My day with Dundee was extremely interesting. He is passionate about his country, gave me a lot of insights into the Ethiopian government and confirmed some of my personal thoughts about the current situation in Ethiopia. But this blog post is about my amazing day at an organization doing some incredible work ( I will write another blog post about my personal thoughts on Ethiopia later). Dundee does not believe in giving anything away, especially money. You have to work for it, and continue working. He is one man changing Ethiopia for the better and I was so happy to have had the opportunity to spend the day with him. Thanks Dundee, for being Dundee and for being such a rock (star) in your community.
Ps:- this page is written by one of our guest from Canada!
Strong Hearts Hospice Program located in Addis Ababa, Ethiopia helps people who have HIV or cancer. The program helps with managing medication, going to medical appointments, counseling, and assisting with the daily cost of living when needed. The program is run by a medical staff which includes a pharmacist and trained nurses as well as a range of volunteers with different medical backgrounds.

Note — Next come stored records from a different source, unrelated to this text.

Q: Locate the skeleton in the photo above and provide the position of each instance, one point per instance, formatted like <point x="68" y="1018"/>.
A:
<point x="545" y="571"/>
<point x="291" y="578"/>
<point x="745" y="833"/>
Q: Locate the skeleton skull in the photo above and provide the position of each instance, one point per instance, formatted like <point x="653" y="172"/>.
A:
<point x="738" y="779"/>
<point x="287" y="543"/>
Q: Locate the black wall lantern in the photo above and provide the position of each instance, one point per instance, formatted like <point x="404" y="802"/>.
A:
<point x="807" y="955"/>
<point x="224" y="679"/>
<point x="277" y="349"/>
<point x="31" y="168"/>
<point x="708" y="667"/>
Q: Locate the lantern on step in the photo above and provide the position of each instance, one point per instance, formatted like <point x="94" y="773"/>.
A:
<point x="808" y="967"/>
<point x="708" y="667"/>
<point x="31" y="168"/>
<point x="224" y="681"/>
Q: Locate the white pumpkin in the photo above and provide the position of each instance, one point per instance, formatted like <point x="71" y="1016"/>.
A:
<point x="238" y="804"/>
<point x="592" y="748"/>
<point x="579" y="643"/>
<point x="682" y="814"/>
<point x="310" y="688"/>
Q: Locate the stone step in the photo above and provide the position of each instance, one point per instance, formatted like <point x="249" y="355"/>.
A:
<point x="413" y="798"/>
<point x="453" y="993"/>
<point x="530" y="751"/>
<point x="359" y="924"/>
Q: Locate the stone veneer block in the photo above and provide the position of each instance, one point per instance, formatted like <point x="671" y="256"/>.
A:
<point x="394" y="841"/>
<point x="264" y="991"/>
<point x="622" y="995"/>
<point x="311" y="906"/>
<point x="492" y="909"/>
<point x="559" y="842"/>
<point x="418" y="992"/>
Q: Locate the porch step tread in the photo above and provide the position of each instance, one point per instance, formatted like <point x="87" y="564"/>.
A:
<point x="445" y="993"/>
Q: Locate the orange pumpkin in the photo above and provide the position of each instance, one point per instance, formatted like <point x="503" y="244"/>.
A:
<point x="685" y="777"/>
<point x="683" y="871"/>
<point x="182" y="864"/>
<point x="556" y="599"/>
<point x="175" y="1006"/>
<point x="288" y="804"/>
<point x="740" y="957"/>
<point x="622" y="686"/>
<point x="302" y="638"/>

I am an American student taking pre-med courses who has decided to volunteer with the hospice program over the summer. These past few weeks I have had the privilege to work with this team visiting the patients in their homes, and it has been a remarkable experience.
One patient I was particularly moved to meet was Emawayish, she is 35 years old with a 7 year old daughter who she named Dasasha which she explained translates as her everything. She is widowed, and her daughter is extremely precious. Emawayish is HIV positive and has cervical cancer and is in continual pain. Her only source of income is begging as she has no other family to help. Despite that she was initially reluctant to accept money for medication, but is now being helped by Strong Hearts with medication and food for her and her daughter. I found Dasasha and Emawayish to be friendly, and she wished blessing on the team visiting her. I was touched by her courage and optimism. With the medication and food being provided the outlook for both her and her daughter looks more positive.
We are also helping 27-year-old Meaza, who was working as a housemaid before she was tragically raped, as a result of which she contracted HIV. Her parents had already passed away and when she went back to her village she was rejected. She then moved to Addis Ababa and got married, however, when her daughter was born her husband left her. She bakes as a source of income to help support herself and her daughter, and Strong Hearts are able to support her work by assisting with pain medication to help her. I felt deeply affected by visiting her and her efforts to overcome the adversities life has thrown at her, and to remain positive and keep faith to provide her and her daughter with the best life possible.
I find it amazing to see the Ethiopian team, with assistance from other volunteers, enter the peoples’ homes, spend time listening to them, working to understand them, praying with them, helping with managing their medication, and bringing pain relief as far is as possible, and food and rent when needed. I think its great that they are taking the time and effort to care about these people who could easily be forgotten and left alone in their homes with just their pain and suffering.